Changement de régime

Avec du recul, cette croyance des investisseurs dans l’exceptionnalisme américain n’était probablement pas justifiée. Les montants gigantesques de relance budgétaire aux États-Unis (le déficit du budget fédéral est supérieur à 6 % du PIB1) ont sans doute stimulé une économie déjà dynamique et soutenu les dépenses de consommation. Selon nous, ces mesures ont également créé des bulles sur certains segments du marché actions.

Toutefois, au fil de l’année, certains facteurs sous-tendant l’exceptionnalisme américain se sont infléchis et les mesures prises en Europe ont insufflé un certain optimisme vis-à-vis du Vieux continent.

Les taxes très élevées à l’importation imposées par le président Trump aux partenaires commerciaux des États-Unis ont clairement remis en question l’opinion des investisseurs à l’égard de la première économie mondiale. Les droits de douane les plus restrictifs ont certes été suspendus voire annulés à l’occasion des négociations commerciales, mais cette politique a suscité une grande incertitude quant aux perspectives de l’économie américaine.

De plus, il est devenu de plus en plus clair que les dépenses publiques américaines empruntaient une trajectoire intenable, ce qui a expliqué la création du Département de l’efficacité gouvernementale (DOGE). Ces inquiétudes ont été amplifiées par les réductions d’impôts prévues dans la « Grande et belle loi » du président américain, lesquelles pourraient faire exploser le déficit fédéral du pays.

À l’inverse, les efforts de Trump pour redonner à l’Amérique sa grandeur (« Make America Great Again », MAGA) ont semble-t-il eu un effet galvanisant sur l’Europe. Les responsables politiques du continent ont notamment réagi avec force à la réduction prévue du soutien militaire américain à l’Europe et ont pris des mesures pour assurer leur sécurité et leur défense.

En particulier, le nouveau Chancelier allemand Friedrich Merz a annoncé un vaste plan d’investissement dédié aux infrastructures et à la défense. L’assouplissement du fameux « frein à l’endettement » visant à stimuler les dépenses de défense montre clairement que l’Allemagne s’est engagée sur une nouvelle voie2.

Combiné à l’augmentation de 800 milliards d’euros des dépenses de défense proposée par l’Union européenne, les mesures de relance de l’Allemagne représentent un changement de cap majeur pour les perspectives de croissance du continent3 .

Les politiques commerciales de Donald Trump pourraient certes peser sur la région, mais nous tablons néanmoins sur une issue favorable.
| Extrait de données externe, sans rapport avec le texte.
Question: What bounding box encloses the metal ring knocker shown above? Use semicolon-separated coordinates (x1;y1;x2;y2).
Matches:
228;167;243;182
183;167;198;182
En définitive, les États-Unis voudront probablement maintenir leurs relations commerciales. L’accord récemment trouvé entre les États-Unis et le Royaume-Uni et les signes positifs des négociations entre les États-Unis et la Chine laissent augurer la conclusion de nouveaux accords, qui atténueront les tensions commerciales.

Bien entendu, l'un des défis potentiels pour la région est de savoir où les marchandises chinoises précédemment destinées aux États-Unis pourraient aboutir ; l'Europe doit mettre en place des règles strictes pour se protéger des capacités excédentaires de la Chine.

Malgré un contexte macroéconomique incertain, nous pensons qu’en matière d’investissement, nous pourrions bien assister au début d’une nouvelle tendance favorable à l’Europe. La surperformance très nette des actions européennes cette année montre que le sentiment des investisseurs a évolué et que nous pourrions assister à l’émergence d’un nouveau contexte d’investissement.

Nouveau régime, nouveaux gagnants

Tout comme les investisseurs ont privilégié les États-Unis par rapport à l’Europe ces dernières années, le marché européen a clairement privilégié les valeurs de croissance par rapport aux actions décotées (« value »). Tous les flux entrant sur le marché ont généralement été dirigés vers les valeurs de croissance, alors que les segments les plus décotés du marché n’avaient plus la faveur des investisseurs.

Un écart de valorisation extrêmement important s’est creusé entre les titres « value » et les valeurs de croissance, ce qui offre une opportunité prometteuse aux investisseurs cherchant à exploiter les anomalies de valorisation des actions sous-évaluées.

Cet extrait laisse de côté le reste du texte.